While based on Rambam’s 13 Articles of Faith, I am not sure I could have sung that standing there.

Perhaps, Rabbi Jonathan Sacks, Chief Rabbi Emeritus of Great Britain says it best.

“Judaism is a religion of details, but we miss the point if we do not sometimes step back and see the larger picture. To be a Jew is to be an agent of hope in a world serially threatened by despair. Every ritual, every mitzvah, every syllable of the Jewish story, every element of Jewish law, is a protest against escapism, resignation or the blind acceptance of fate. Judaism is a sustained struggle, the greatest ever known, against the world that is, in the name of the world that could be, should be, but is not yet. There is no more challenging vocation. Throughout history, when human beings have sought hope they have found it in the Jewish story. Judaism is the religion, and Israel the home, of hope.”

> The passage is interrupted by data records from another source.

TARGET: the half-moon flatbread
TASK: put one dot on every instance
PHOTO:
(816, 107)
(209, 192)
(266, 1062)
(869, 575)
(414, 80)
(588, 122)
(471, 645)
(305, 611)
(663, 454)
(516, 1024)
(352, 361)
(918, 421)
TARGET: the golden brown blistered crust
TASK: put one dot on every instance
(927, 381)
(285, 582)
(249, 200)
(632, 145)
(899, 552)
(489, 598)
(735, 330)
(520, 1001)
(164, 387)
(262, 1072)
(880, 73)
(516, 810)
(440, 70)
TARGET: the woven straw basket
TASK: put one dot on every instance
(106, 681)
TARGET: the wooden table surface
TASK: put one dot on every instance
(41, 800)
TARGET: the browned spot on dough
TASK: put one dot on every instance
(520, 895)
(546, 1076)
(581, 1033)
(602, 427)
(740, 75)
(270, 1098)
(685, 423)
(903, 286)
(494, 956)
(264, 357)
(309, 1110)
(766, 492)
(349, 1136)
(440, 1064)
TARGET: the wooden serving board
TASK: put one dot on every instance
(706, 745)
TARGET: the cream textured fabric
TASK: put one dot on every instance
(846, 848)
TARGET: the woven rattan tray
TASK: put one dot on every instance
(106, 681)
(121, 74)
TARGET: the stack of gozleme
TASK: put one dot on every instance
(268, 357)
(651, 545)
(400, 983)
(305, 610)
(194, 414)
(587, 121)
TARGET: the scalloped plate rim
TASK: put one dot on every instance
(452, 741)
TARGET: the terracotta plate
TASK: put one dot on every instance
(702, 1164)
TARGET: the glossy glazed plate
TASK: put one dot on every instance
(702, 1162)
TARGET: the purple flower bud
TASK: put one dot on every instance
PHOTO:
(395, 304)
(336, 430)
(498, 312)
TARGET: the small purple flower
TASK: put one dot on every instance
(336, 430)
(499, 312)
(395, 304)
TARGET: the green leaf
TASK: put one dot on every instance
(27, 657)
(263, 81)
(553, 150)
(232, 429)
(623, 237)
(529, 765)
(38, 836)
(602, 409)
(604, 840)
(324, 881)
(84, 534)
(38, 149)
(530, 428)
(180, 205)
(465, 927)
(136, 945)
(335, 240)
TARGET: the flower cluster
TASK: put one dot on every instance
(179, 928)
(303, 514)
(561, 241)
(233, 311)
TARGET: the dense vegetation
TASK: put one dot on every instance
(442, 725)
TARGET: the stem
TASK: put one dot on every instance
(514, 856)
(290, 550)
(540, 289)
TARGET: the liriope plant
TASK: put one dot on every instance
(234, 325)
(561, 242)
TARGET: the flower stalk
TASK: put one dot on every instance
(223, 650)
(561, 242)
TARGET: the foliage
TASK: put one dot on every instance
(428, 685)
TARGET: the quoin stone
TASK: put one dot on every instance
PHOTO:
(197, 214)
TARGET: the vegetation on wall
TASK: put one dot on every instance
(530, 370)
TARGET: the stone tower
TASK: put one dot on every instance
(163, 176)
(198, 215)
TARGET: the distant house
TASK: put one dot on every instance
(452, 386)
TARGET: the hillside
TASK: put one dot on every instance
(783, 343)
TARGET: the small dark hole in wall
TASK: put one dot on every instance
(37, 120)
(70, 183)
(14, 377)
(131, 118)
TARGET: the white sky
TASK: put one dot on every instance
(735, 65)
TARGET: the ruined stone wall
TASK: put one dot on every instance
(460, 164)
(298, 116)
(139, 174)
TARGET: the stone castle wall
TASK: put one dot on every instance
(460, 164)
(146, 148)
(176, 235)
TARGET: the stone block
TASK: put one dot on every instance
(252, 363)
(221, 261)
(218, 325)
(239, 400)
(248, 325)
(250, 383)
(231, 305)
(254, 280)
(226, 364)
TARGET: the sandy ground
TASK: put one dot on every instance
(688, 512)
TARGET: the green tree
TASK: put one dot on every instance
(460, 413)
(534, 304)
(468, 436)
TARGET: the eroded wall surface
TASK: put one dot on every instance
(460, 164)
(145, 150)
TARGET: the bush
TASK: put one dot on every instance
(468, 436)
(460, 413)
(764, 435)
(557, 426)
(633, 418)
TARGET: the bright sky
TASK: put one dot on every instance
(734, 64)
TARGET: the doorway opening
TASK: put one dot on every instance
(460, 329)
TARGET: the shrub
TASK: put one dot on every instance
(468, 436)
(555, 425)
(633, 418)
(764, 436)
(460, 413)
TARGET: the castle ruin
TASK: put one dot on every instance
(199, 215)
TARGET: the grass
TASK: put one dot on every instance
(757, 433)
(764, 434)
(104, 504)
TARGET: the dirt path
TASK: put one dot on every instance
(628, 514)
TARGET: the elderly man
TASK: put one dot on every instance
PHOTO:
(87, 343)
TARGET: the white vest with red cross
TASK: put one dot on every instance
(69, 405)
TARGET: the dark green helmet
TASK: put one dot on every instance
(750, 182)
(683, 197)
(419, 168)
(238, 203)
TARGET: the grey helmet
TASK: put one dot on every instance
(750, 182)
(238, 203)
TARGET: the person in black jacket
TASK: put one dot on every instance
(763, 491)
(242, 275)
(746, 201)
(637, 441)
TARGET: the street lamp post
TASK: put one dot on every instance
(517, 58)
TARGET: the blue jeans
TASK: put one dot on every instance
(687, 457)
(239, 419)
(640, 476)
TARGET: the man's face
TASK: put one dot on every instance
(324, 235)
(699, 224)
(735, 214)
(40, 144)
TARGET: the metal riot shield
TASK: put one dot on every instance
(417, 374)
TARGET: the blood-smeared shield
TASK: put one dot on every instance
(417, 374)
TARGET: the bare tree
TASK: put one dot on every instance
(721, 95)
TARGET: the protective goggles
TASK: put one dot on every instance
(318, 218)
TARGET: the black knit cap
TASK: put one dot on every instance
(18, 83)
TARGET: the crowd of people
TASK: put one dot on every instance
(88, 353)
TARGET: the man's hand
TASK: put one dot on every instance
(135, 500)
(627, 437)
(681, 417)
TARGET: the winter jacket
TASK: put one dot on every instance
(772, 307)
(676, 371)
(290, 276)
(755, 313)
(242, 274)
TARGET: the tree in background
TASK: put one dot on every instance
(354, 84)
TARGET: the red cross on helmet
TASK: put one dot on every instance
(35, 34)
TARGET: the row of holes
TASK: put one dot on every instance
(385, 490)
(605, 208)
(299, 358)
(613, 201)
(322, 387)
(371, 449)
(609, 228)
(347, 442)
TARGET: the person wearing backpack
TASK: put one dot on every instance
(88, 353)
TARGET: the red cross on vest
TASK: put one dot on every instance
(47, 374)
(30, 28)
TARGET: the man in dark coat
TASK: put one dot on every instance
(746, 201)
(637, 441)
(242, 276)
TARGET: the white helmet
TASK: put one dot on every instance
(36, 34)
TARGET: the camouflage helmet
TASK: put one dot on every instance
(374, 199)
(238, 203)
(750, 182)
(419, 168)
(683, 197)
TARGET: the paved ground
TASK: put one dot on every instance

Jonathan Sacks http://rabbisacks.org/future-tense-how-the-jews-invented-hope-published-in-the-jewish-chronicle/

To underscore what Sacks himself has said, “Judaism is humanity’s faith in the future tense; the Jewish voice is the voice of an inextinguishable hope.”

It is a powerful statement. It also carries with it great responsibility. Hope is not the same as optimism, which is “passive and accepting.” Hope requires us to work together to make things better.”

https://www.jweekly.com/2012/12/07/the-column-judaisms-message-of-radical-hope/

Elie Wiesel ended his interview with the magazine with these words:

So despite your disappointment and bouts of pessimism, you remain hopeful.

Yes. One must wager on the future. I believe it is possible, in spite of everything, to believe in friendship in a world without friendship, and even to believe in God in a world where there has been an eclipse of God’s face. Above all, we must not give in to cynicism. To save the life of a single child, no effort is too much. To make a tired old man smile is to perform an essential task. To defeat injustice and misfortune, if only for one instant, for a single victim, is to invent a new reason to hope.

Just as despair can be given to me only by another human being, hope too can be given to me only by another human being. Mankind must remember too that, like hope, peace is not God’s gift to his creatures. Peace is a very special gift–it is our gift to each other. For the sake of our children and theirs, I pray that we are worthy of that hope, of that redemption, and some measure of peace.

https://reformjudaism.org/jewish-life/arts-culture/literature/god-indifference-and-hope-conversation-elie-wiesel

Come work with me for a better world, a vision of what the world can be. Come find hope.